I’d like to start by saying that before this, I had never watched an anime a day in my life. Anime has always been one of those things that took me an embarrassingly long time to get into. Maybe it was because, as a kid, my TV diet consisted mostly of Nickelodeon, and the one time I stumbled upon “Dragon Ball Z Kai” streaming, I was immediately put off. The characters would talk with barely any mouth movement, the animation style felt stiff, and—this might sound weird—but it genuinely made me nauseous. Is that a thing? Do people experience motion sickness from animation? No idea. But I took it as a sign and never looked back.
Fast forward to now, I can’t escape “Attack on Titan.” People have been raving about it for years— high school friends, online forums and random TikToks that made their way onto my feed. If you consume media the way I do (obsessively, without control), you’ve probably run into it too. I don’t know what exactly made me decide to finally give it a shot a month ago. Maybe it was curiosity. Maybe it was the sick character edits. Or maybe it was really just FOMO. Either way, I braced myself, swallowed my weird aversion to anime and hit play.

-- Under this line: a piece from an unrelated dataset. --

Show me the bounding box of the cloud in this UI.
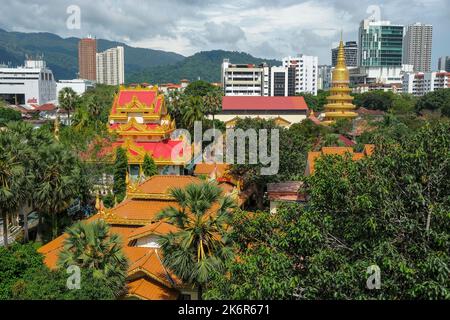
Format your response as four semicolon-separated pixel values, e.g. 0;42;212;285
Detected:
0;0;450;63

And four days later, I emerged, not just as a casual viewer, but as someone who had just been emotionally wrecked, mentally broken and left with far too many philosophical questions about the nature of humanity.
Day 1: Oh, this is just a cool action anime.
I thought I was in for a straightforward humans-vs-monsters war story. Humanity hides behind massive walls to avoid being eaten by Titans. The Survey Corps fights back. Eren Yeager, our protagonist, swears revenge. Simple. Then, the Titans broke through Wall Maria. Then, Eren’s mom was eaten alive. Then, the Survey Corps—humanity’s last hope—was massacred like insects.
The animation was breathtaking, and the action sequences mesmerizing, but none of that prepared me for the sheer brutality of the story. By episode five, Eren was “dead,” and I realized this wasn’t about survival. This was about suffering.
Day 2: Trust no one. Hope is a scam.
At some point, I stopped getting attached to characters—not because they weren’t compelling, but because I knew the show would rip them away. (RIP Hange. I’m still not okay.) But beyond the death toll, “Attack on Titan” started revealing its real theme: there is no absolute good or evil. The Titans weren’t the only enemy—humans were just as monstrous. The government silenced its own people. The Military Police were corrupt. And worst of all, Reiner and Bertholdt—characters I trusted—were traitors. And yet, I couldn’t fully hate them. The show made me understand them and made me hurt for them. They weren’t villains; they were victims of a war they didn’t ask for, forced to do terrible things just to survive.
Day 3: The basement was NOT the relief I thought it would be.
From the start, the basement was teased as the answer. I expected clarity. Instead, it shattered everything. The Titans weren’t mindless creatures—they were people. The walls weren’t built to keep Titans out— they were built to keep people in. The real enemy wasn’t the monsters outside, but an entire nation across the sea. Suddenly, Eren’s rage wasn’t heroic— it was terrifying. He wasn’t fighting for freedom anymore; he was walking the same path as his enemies. What started as a story about survival had transformed into a generational war with no clear villain, no clear hero— just history crushing everyone beneath it.
Day 4: I don’t even know who to root for anymore.
By the final season, everything was upside down. Eren, once the idealistic protagonist, had become something unrecognizable. Was he fighting for freedom or mass destruction? Was he wrong, or just another pawn in a never-ending cycle? And that’s what makes “Attack on Titan” brilliant: there are no easy answers. Zeke’s euthanasia plan, Marley’s oppression of Eldians, Eren’s decision to destroy the world— none of it was purely right or wrong. Every character was a hero in their own mind and a monster in someone else’s. When the credits rolled, I didn’t feel relief. I felt hollow. There were no simple resolutions, no satisfying victories— just a chilling reminder that history always repeats itself.
Would I do it again? Absolutely. But maybe not in four days.